There is plenty new to say. Even with the major books already in print, I hope to add several major attributes in this present study. One is a new way of organizing the battle. Civil War buffs and even some historians regularly comment about how fluid and confusing Shiloh was. Veteran Manning Force rightly commented, A combat made up of numberless separate encounters of detached portions of broken lines, continually shifting position and changing direction in the forest and across ravines, filling an entire day, is almost incapable of a connected narrative. Another veteran, Lewis M. Hosea, added a particularly adept view of the confusion of Shiloh:
It was impossible for commanders of large bodies to obtain a comprehensive view of the field so as to perceive and provide intelligently for the varying exigencies of the battle as it progressed. They could only guess the swaying movements of the fight by sounds of musketry and the chance reports of messengers, who could locate nothing by fixed monuments. Nor could the men in ranks, or even regimental officers, see beyond a limited distance; and the direction of enfilading or turning movements could be discovered only by the course of bullets among the trees or the tearing of the ground by solid shot or shell.

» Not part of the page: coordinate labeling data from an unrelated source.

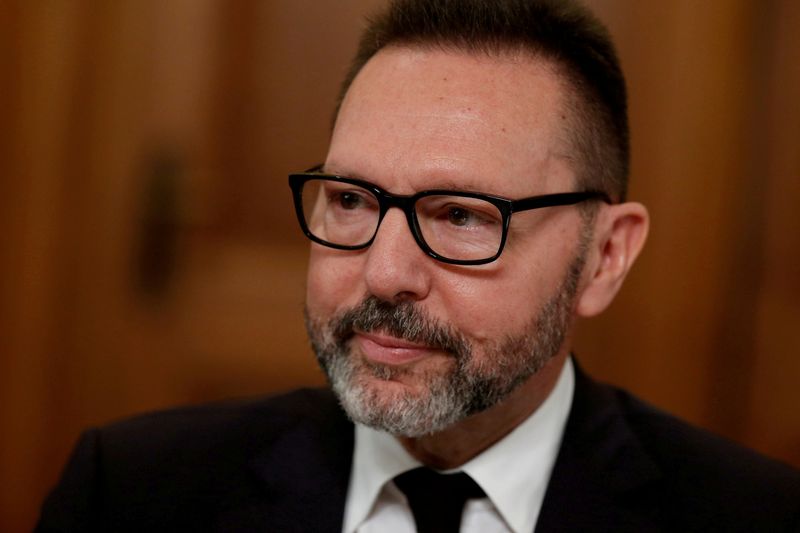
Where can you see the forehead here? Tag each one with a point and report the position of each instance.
(420, 118)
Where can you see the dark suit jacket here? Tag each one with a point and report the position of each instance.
(283, 465)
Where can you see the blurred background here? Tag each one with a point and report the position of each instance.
(150, 255)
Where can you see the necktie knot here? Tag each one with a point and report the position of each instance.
(437, 500)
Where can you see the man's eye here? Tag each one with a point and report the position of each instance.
(459, 216)
(349, 200)
(465, 217)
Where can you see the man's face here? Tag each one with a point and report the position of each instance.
(413, 345)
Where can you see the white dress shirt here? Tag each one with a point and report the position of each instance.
(514, 473)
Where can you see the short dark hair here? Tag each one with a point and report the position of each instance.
(561, 31)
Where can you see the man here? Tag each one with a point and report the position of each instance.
(471, 207)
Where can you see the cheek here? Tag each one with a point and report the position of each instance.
(486, 309)
(333, 283)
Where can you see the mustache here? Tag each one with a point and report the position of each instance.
(404, 320)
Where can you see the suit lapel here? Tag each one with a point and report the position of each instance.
(600, 464)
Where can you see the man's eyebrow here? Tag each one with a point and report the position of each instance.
(434, 183)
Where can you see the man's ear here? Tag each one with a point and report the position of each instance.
(620, 233)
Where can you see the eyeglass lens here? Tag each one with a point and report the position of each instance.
(454, 227)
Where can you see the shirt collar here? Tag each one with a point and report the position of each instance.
(514, 472)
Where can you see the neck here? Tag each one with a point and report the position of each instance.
(461, 442)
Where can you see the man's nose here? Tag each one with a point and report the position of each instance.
(397, 269)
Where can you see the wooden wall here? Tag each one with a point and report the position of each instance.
(150, 257)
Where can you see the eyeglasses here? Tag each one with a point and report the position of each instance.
(455, 227)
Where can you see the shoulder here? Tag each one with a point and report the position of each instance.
(180, 467)
(711, 478)
(687, 450)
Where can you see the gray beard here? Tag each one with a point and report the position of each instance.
(472, 384)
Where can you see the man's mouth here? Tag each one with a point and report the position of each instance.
(386, 349)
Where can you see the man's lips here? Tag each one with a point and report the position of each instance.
(386, 349)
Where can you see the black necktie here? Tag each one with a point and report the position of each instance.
(437, 500)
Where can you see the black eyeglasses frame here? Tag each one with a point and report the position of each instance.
(405, 203)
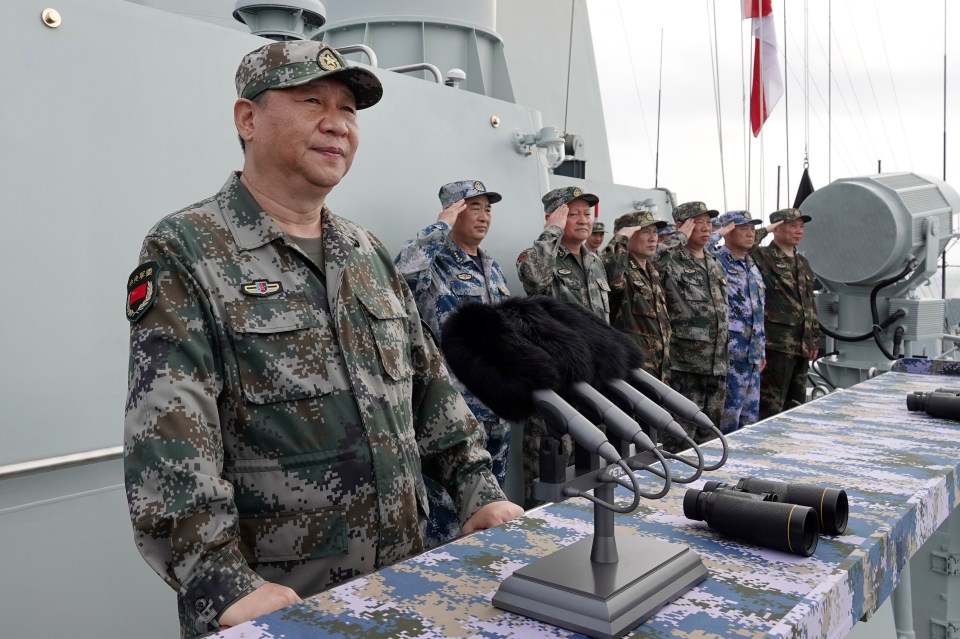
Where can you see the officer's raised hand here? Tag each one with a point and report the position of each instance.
(558, 217)
(724, 230)
(687, 227)
(628, 231)
(449, 214)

Obviously, we have a little better overall understanding today than the men on the ground had in the midst of the fighting, but Shiloh is still confusing. By tying the action to the terrain and using physical features to organize the battle into phases and sectors within those phases, however, I hope readers will come away from this book with a clearer understanding of how the action unfolded in time and space. I also hope readers will gain an understanding of just how important terrain was at Shiloh; it was, in my mind, one of the two chief determining factors (the other being Ulysses S. Grant) of victory and defeat. William T. Sherman later summed up the terrains significance: On any other [ground] we surely would have been overwhelmed.

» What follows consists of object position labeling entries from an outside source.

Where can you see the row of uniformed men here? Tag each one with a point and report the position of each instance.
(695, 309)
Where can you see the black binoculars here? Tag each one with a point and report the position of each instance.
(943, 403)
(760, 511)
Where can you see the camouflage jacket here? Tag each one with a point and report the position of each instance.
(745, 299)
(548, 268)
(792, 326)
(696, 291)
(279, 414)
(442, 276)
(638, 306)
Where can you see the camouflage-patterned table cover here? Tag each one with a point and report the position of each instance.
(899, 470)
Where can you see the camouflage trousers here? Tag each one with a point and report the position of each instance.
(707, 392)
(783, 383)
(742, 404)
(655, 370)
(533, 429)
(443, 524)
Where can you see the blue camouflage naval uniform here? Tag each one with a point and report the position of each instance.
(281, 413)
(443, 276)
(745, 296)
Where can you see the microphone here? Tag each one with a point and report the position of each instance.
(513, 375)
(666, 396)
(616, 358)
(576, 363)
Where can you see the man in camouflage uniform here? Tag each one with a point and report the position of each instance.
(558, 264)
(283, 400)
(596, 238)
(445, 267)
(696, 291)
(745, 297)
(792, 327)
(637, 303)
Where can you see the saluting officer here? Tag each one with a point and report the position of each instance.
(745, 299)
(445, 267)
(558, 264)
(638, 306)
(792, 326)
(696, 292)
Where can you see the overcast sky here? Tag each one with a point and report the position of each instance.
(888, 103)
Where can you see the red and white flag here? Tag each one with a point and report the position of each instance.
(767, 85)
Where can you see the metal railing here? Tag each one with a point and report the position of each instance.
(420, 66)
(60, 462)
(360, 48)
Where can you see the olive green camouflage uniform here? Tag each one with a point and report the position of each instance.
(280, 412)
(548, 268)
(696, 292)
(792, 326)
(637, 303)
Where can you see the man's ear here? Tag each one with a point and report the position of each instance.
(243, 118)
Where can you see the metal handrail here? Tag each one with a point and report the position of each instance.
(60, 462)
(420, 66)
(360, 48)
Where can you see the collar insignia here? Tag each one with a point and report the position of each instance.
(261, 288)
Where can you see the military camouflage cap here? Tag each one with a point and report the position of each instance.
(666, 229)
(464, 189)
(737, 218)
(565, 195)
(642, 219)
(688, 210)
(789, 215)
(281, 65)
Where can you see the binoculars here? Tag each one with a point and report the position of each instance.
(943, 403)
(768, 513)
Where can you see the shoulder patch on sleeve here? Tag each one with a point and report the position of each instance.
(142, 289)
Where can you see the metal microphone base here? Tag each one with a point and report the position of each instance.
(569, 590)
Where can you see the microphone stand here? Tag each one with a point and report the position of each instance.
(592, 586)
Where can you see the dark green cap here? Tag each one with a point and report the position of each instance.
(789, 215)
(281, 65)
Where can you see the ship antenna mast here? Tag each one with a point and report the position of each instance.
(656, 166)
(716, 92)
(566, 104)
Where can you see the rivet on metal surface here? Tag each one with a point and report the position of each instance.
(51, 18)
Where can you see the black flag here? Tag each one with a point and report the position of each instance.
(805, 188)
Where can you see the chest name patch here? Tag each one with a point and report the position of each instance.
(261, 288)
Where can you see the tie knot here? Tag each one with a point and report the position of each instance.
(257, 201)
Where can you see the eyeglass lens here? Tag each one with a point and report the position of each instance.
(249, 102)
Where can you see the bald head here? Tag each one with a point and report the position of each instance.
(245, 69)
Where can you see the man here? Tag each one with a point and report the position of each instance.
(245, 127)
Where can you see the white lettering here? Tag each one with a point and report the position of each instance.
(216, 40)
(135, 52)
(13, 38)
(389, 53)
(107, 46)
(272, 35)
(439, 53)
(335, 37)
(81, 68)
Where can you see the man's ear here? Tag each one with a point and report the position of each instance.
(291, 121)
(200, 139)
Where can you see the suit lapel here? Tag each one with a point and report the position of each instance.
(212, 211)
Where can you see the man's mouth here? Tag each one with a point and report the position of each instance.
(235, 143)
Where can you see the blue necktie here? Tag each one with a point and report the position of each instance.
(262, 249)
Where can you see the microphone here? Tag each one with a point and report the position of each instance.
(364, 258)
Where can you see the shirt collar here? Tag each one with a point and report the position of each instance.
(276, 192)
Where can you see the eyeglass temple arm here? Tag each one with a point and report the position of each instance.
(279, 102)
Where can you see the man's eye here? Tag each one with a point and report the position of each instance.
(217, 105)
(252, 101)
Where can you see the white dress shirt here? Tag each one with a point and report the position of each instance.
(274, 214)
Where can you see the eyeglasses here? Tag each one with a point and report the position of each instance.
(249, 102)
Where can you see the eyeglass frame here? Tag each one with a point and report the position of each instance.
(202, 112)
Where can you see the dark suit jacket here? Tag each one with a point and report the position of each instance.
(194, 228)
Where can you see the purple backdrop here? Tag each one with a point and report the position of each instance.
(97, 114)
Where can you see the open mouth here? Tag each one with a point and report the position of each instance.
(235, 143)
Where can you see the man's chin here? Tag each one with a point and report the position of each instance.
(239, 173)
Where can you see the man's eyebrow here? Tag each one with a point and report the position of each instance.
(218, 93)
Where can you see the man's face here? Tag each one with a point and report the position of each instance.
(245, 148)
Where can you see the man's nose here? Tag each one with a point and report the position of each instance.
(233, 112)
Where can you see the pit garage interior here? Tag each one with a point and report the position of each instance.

Another major goal of this book is to spend nearly as much time on the second days fighting as on the first. We already know there was heavy action on the second day, with one Illinoisan writing that the fighting commenced at day break & lasted with one continual stunning roar until 4 P.M. Yet most historians have given the second day less attention; indeed, each of the main studies on Shiloh gives the second day less than 10 percent of its text. Attendant to this lack of examination is the idea that the second day was a done deal and really did not matter. In examining this second day in detail within the context of the overall battle, I argue that it was not a done deal and that it was much more important to the central battle than is often thought.
Last, Shiloh was not fought in a vacuum, and there were numerous social ramifications of the battle. Whereas other historians, particularly Larry Daniel, have sought to place the battle in its correct political and economic context, I chose to use my limited space not in rehashing what has already been argued and published but in examining other social aspects of Shiloh. Thus, I have put much emphasis on the soldiers themselves, letting them tell the story through their own words, and on the local population and how the battle affected them. I hope readers will come away with a heightened sense of just how important Shiloh was to the civilians in the area and to the Civil Wars strategic situation.